Silencing Dissent – From Ronald to Donald
WKOG op-ed
by Jay Taber
November 2, 2017
Neoliberalism is a quaint term, that when applied to its leading lights like Obama and Hillary, seems almost benign. Who could be against the first Black president of the US, and his heir apparent, potentially the first woman president of the US?
Neoliberalism, however, is rooted in the Reagan Revolution of 1980, when this long-time fascist and former Hollywood FBI anti-Communist snitch teamed up with Ed Meese, the former Bay Area anti-free speech prosecutor, to create the most criminal U.S. administration in history. Oddly, when campaigning for president in 2008, Obama publicly announced that his ideological mentor was Ronald Reagan.
While Reagan’s term as Governor of California in the 1960s was replete with FBI collusion against the Free Speech movement, initiated by students at UC Berkeley, his career as an informer during the HUAC witch hunts against Hollywood screenwriters and actors were his formative years. The fact Obama chose him as his guiding light says something definitive about Neoliberalism.
Silencing dissent isn’t new to the White House; Bush and Obama both had the FBI arrest innocent protesters and journalists in order to keep democracy down.
The difference with Trump is that his Justice Department under U.S. Attorney General Jeff Sessions–a long-time opponent of civil rights–is out to imprison those it perceives as subversives under conspiracy to riot for merely being in proximity to people who commit vandalism. Like Reagan’s AG Ed Meese, Sessions appears fixated on violating Constitutional guarantees of free speech and lawful dissent.
On August 30, with assistance from the U.S. Department of Justice, the Whatcom County (WA) prosecutor obtained a warrant to access confidential information on the Red Line Salish Sea (NoDAPL) indigenous treaty rights activists’ Facebook page. In its press release, Red Line notes that, “The US Department of Justice used the same method in an attempt to serve a warrant to access the webpage J20 where they sought names of people who attended anti-inauguration events when Trump took office.”

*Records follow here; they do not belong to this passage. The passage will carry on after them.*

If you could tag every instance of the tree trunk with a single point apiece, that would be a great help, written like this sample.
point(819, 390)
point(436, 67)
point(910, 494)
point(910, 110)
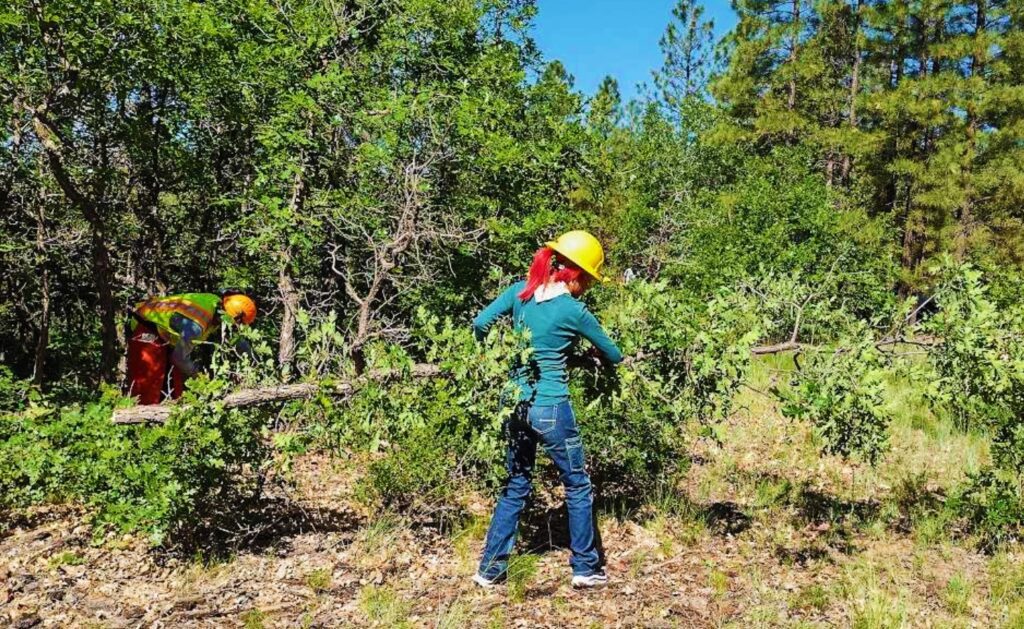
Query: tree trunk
point(847, 164)
point(102, 269)
point(286, 285)
point(792, 101)
point(43, 338)
point(966, 218)
point(290, 302)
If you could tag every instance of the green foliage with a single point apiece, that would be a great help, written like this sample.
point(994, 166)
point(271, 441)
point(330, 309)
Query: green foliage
point(979, 359)
point(158, 479)
point(980, 367)
point(840, 392)
point(439, 431)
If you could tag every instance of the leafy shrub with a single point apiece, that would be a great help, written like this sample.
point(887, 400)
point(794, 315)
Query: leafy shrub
point(442, 431)
point(435, 432)
point(689, 362)
point(980, 358)
point(980, 364)
point(159, 479)
point(840, 392)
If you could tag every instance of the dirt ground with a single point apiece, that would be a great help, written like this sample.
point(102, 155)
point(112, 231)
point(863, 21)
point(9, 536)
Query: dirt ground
point(327, 564)
point(762, 531)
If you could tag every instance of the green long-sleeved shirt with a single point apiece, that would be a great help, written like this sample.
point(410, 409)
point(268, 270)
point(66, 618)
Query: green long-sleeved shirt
point(555, 326)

With yesterday’s news that hundreds of J20 defendants face up to 70 years in prison for being present when police arbitrarily arrested large crowds of peaceful people, Trump takes a stride toward institutionalizing American fascism.
[Jay Thomas Taber is an associate scholar of the Center for World Indigenous Studies, a correspondent to Forum for Global Exchange, and a contributing editor of Fourth World Journal. Since 1994, he has served as communications director at Public Good Project, a volunteer network of researchers, analysts and journalists engaged in defending democracy. As a consultant, he has assisted indigenous peoples in the European Court of Human Rights and at the United Nations.]